Kisah komitmen juga datang dari seberang unit kerja. Jika sebelumnya jarang menggunakan seragam, kini, karena pemimpinnya baru dan dikenal berdisiplin tinggi, seluruh pegawai di unit kerja itu serempak teratur memakai seragam setiap hari Senin dan Kamis. Hmmm.., mungkin sebelum ditegur kali ya?? Lain lagi cerita tentang komitmen dari atasan saya. Dulu, menurutnya, pegawai masih patuh memakai sandal jika hendak ke toilet gedung 1 lantai 1. Akan tetapi ketika Sang Pemimpin itu tidak lagi di gedung yang sama, banyak pegawai di unit kerja itu mengabaikannya. Sepatu kotor pun dihantam masuk ke dalam dan merusak kebersihan toilet. Mirisnya, Sang Atasan itu pernah mendapatkan komentar dari salah seorang staf, “Sudah Bu, masuk saja, kan Si Ibu sudah ga ada lagi!” Sang Atasan pun hanya menghela nafas mendengarnya.
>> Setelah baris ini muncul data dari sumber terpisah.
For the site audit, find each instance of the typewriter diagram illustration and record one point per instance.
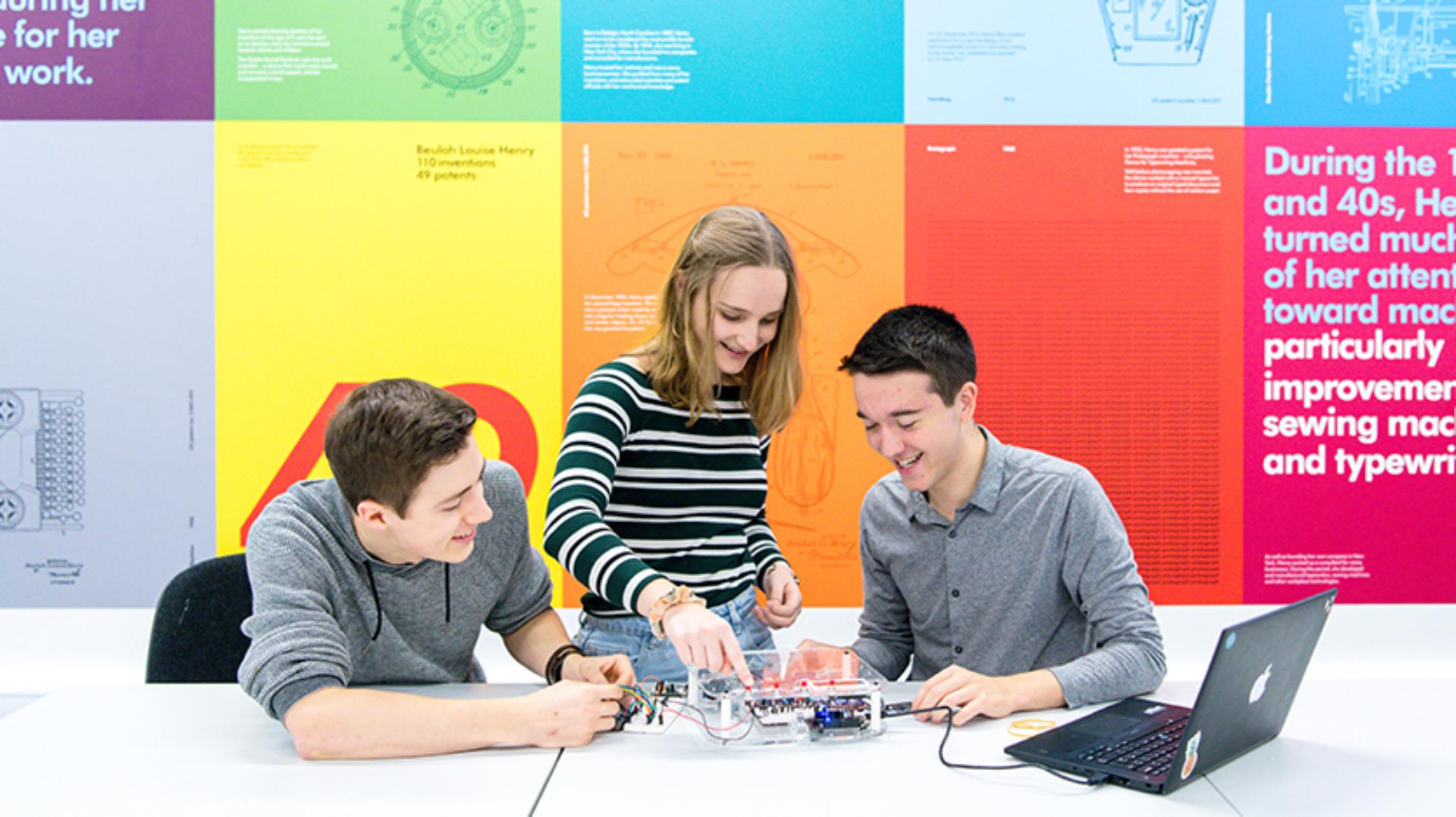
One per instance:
(463, 44)
(801, 468)
(42, 459)
(1156, 33)
(1394, 42)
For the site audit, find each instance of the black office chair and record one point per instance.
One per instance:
(197, 632)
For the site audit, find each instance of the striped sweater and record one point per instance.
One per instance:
(639, 496)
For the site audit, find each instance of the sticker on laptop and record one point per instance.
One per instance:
(1027, 727)
(1191, 755)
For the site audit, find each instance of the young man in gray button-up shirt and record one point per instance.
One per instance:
(1002, 571)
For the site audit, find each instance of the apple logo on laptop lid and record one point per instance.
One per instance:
(1260, 684)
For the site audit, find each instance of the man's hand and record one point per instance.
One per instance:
(783, 597)
(599, 668)
(705, 640)
(566, 714)
(814, 660)
(993, 696)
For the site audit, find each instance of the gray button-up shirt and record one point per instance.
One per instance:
(1033, 573)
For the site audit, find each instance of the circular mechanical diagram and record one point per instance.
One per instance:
(11, 409)
(12, 510)
(463, 44)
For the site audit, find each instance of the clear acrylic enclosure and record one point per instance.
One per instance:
(797, 696)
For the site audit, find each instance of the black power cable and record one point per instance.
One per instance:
(893, 711)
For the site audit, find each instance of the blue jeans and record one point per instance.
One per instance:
(658, 659)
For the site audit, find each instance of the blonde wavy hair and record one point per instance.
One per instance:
(680, 358)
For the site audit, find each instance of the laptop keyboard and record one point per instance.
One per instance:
(1147, 753)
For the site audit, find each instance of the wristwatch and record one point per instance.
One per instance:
(666, 602)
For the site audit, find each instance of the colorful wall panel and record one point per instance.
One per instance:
(1204, 248)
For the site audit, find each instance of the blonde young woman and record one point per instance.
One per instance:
(658, 499)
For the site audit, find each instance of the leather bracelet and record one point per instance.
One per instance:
(558, 659)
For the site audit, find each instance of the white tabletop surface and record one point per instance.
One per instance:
(1351, 746)
(1362, 746)
(209, 749)
(893, 774)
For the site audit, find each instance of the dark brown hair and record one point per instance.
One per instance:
(388, 434)
(916, 338)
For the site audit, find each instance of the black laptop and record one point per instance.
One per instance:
(1242, 704)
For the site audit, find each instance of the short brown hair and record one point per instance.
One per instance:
(918, 338)
(388, 434)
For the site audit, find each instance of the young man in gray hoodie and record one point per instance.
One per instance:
(384, 575)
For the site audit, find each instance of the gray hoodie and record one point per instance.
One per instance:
(328, 613)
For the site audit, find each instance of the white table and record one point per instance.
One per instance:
(893, 774)
(1363, 746)
(1351, 746)
(209, 749)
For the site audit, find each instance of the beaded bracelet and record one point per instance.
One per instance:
(558, 659)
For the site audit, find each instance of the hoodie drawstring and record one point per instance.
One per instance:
(379, 609)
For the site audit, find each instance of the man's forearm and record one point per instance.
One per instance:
(1037, 689)
(340, 723)
(533, 643)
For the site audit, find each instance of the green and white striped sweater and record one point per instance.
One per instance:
(639, 496)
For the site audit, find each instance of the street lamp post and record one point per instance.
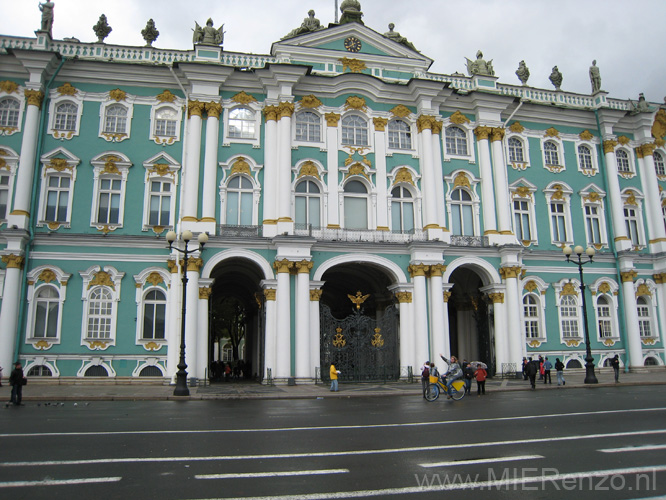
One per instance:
(181, 376)
(590, 377)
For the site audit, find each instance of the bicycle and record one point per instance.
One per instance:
(433, 390)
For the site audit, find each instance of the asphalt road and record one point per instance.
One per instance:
(604, 442)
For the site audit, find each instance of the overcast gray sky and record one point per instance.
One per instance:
(626, 38)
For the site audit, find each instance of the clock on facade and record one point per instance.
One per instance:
(352, 44)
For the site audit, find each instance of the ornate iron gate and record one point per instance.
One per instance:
(363, 349)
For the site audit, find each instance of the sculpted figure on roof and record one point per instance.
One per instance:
(310, 23)
(396, 37)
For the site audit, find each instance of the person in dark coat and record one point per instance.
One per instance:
(17, 381)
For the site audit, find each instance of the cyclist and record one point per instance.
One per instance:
(454, 373)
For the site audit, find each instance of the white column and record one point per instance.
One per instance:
(436, 296)
(9, 311)
(332, 120)
(486, 171)
(501, 183)
(315, 327)
(269, 191)
(270, 341)
(20, 215)
(203, 355)
(302, 320)
(622, 242)
(420, 308)
(192, 160)
(380, 174)
(634, 345)
(283, 319)
(213, 110)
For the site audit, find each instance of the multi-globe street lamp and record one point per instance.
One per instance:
(181, 376)
(590, 377)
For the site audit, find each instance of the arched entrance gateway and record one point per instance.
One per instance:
(359, 323)
(236, 320)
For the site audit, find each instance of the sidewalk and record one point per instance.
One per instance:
(112, 390)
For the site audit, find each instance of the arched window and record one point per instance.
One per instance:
(115, 119)
(100, 310)
(356, 205)
(604, 318)
(531, 317)
(462, 213)
(308, 203)
(9, 112)
(456, 141)
(402, 209)
(622, 161)
(154, 315)
(308, 127)
(400, 135)
(569, 316)
(659, 165)
(551, 153)
(644, 317)
(47, 309)
(585, 157)
(241, 123)
(516, 151)
(354, 131)
(239, 201)
(65, 116)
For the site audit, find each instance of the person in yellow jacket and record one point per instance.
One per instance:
(334, 378)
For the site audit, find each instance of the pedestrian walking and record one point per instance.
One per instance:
(17, 381)
(334, 378)
(480, 374)
(425, 377)
(559, 370)
(547, 366)
(615, 363)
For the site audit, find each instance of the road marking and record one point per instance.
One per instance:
(245, 475)
(510, 484)
(481, 461)
(647, 447)
(333, 427)
(59, 482)
(412, 449)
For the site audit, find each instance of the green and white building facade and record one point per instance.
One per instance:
(359, 209)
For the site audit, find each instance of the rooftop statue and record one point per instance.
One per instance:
(396, 37)
(480, 66)
(46, 9)
(150, 33)
(556, 78)
(102, 29)
(208, 35)
(595, 77)
(351, 12)
(523, 72)
(310, 23)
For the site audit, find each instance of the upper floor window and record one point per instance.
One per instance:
(242, 123)
(516, 150)
(456, 141)
(354, 131)
(399, 135)
(308, 127)
(402, 209)
(308, 204)
(9, 112)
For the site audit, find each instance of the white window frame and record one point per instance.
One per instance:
(115, 166)
(110, 281)
(114, 136)
(39, 278)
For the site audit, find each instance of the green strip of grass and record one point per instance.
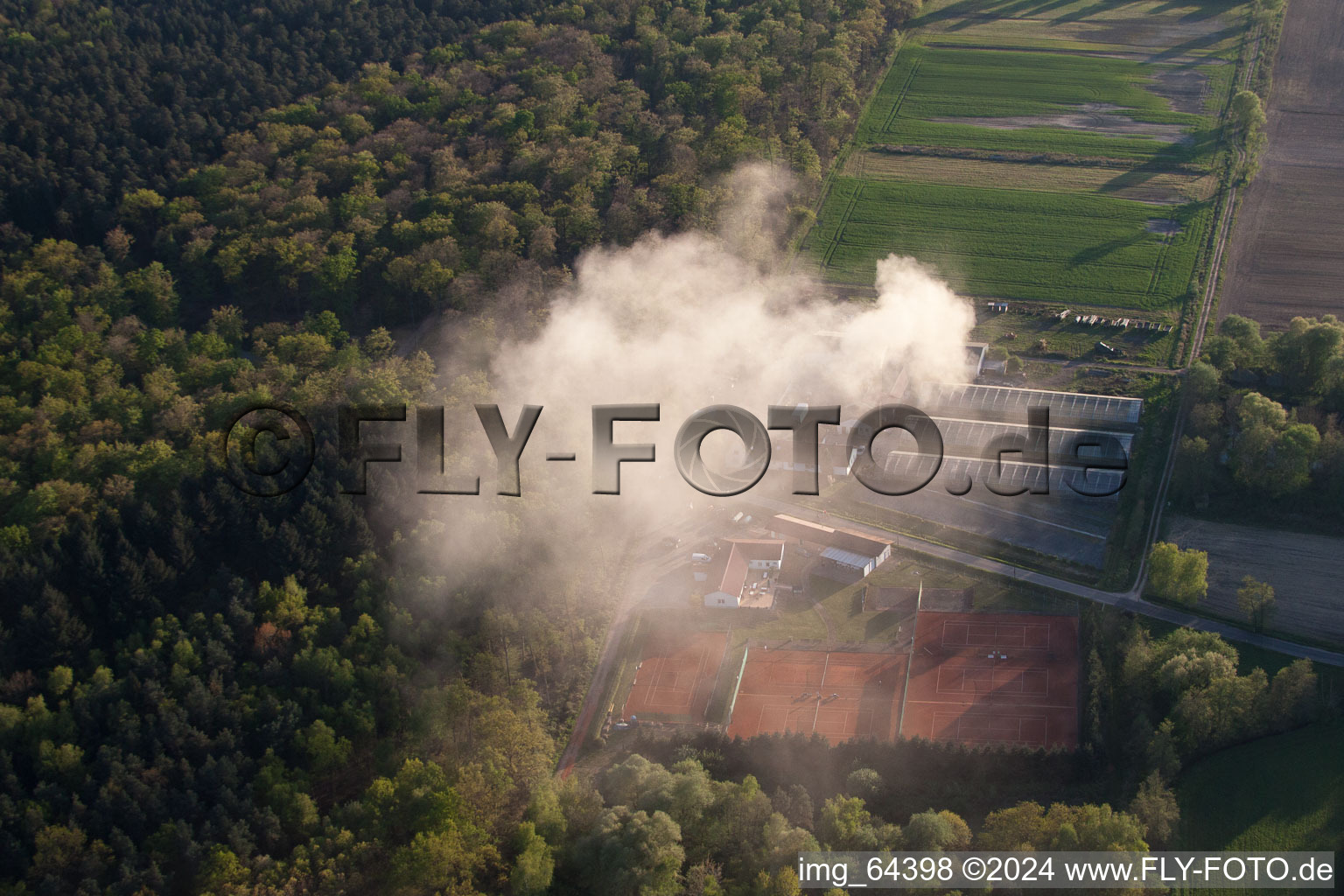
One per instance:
(1276, 793)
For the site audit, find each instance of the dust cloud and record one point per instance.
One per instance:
(684, 321)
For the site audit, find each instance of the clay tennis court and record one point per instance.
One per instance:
(676, 676)
(993, 679)
(792, 690)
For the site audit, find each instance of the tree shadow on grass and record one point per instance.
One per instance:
(1102, 250)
Dari kisah di atas, adakah yang salah dari ditetapkannya aturan itu? Bukankah pemakaian seragam adalah sebuah aturan kepegawaian yang seyogyanya dipatuhi? Lalu apakah menjaga kebersihan toilet hanya milik cleaning service saja? Pernahkan kita bertanya pada diri sendiri bahwa menciptakan lingkungan kerja yang nyaman butuh komitmen bersama dan konsistensi yang tinggi. Di sinilah, pada tataran kehidupan sehari-hari, komitmen dan konsistensi kita diuji.

Sebuah pepatah mengatakan “Seseorang yang menjalani hidup tanpa komitmen dan konsistensi tidak akan pernah sampai pada tujuannya. Sementara seorang yang menjalani hidup dengan komitmen dan konsistensi, suatu hari kelak pasti akan sampai pada apa yang ditujunya.”